The perspectival treatment of paths and streets was one of the Impressionists’ chief concerns in 1884, but as Ronald Pickvance points out, “Gauguin plays a piquant variation on the potential cliché by selecting a motif with a sharp turn in the road that destroys the inevitable sweep into depth, helping to close off the deeper space.” Anchored to this vanishing point are the lofty black poplars, which provide a vertical contrast to the accentuated oblique line of the path and next to which a group of houses can be made out. According to Guillermo Solana, Gauguin uses this manner of “(not) looking at the city from the country” to emphasise the bucolic solitude of this female figure with her back to the viewer, the only human in the scene. This manner of conveying solitude through the handling of the landscape, particularly in the wide open space in the foreground, is interpreted by Sarah Whitfield as a first step towards the more expressive and Symbolist painting of the subsequent years.

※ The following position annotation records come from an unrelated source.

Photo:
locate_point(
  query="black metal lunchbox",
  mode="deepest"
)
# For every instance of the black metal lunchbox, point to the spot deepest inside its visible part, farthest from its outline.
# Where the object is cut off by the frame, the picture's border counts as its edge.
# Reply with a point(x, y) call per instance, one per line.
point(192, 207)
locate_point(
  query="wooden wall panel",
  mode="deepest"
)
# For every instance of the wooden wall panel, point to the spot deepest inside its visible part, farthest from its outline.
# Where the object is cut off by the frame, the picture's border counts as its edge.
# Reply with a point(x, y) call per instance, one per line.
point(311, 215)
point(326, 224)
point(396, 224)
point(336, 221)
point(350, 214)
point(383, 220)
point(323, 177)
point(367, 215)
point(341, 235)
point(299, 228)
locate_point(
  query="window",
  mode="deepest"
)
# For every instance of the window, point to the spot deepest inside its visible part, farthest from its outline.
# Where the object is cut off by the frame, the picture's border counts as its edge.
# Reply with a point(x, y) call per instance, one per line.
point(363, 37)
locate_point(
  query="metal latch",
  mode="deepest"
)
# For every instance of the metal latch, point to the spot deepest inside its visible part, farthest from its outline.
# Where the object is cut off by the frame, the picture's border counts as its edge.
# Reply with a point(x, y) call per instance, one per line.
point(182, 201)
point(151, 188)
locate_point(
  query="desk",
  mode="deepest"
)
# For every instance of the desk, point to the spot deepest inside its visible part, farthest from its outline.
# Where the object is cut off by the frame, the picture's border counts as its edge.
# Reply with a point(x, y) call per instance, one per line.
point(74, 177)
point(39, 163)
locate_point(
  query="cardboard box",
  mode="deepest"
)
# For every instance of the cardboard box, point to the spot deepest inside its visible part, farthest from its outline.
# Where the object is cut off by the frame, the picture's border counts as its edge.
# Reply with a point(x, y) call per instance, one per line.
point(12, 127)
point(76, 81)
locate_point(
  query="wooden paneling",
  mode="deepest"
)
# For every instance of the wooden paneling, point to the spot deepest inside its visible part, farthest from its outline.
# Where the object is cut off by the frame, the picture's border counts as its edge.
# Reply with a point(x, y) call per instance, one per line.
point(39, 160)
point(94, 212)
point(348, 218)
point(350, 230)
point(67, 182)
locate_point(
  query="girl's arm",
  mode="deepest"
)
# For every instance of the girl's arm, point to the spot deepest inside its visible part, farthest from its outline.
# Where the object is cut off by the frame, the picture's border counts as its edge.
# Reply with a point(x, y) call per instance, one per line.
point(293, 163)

The painting’s size, subject matter and style lend plausibility to the hypothesis that it is the work Gauguin showed at the eighth and last Impressionist exhibition of 1886 entitled Street in Rouen. Gauguin exhibited nineteen paintings and a small relief that had been a gift to Pissarro in 1882. The works met with considerable indifference from critics, though they received a few mentions, such as that of the critic Gustave Geffroy, who wrote that “M. Gauguin has shown nineteen works on canvas, among which there are a few still lifes but above all landscapes. He has painted willows, small pools, surrounding areas of farms, paths, and has sketched a view of Rouen. There is great consistency in most of these studies and harmony is the dominant effect.”